На вопрос, откуда он родом, монах, мягко помавая широким рукавом, указал столь неопределенно, что князь не стал даже переспрашивать. Такая сдержанность удивила монаха. Не торопясь, они рассматривали друг друга.

— Мне хочется угостить тебя, — вежливо сказал Александр Ярославич. — В моем походном поставце припасена сухая трава, называемая чай.

— О, — подхватил монах, и полумесяцы глаз заискрились от удовольствия. — Я мог бы рассказать, как пивал чай, сидя на помосте, где за спиной возвышалась фигура Будды.
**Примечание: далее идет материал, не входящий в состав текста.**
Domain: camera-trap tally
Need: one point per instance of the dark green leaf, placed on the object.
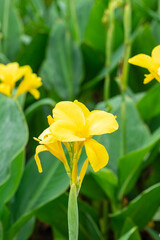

За чайным столиком, покрытым золотой скатертью, десятью глотками гости определяли четыре сорта чая, и мало кто ошибался!

— Значит, ты из знатного дома? — вставил князь.

Буддист усмехнулся:

— Меня не чураются во дворцах, хотя столь же охотно я бываю и под соломенной кровлей, где крестьяне обретают дух товарищества. Их чаепития обозначены на письме знаком «одно мнение, один аромат». Обитатели дворцов, случается, бледнеют при виде его.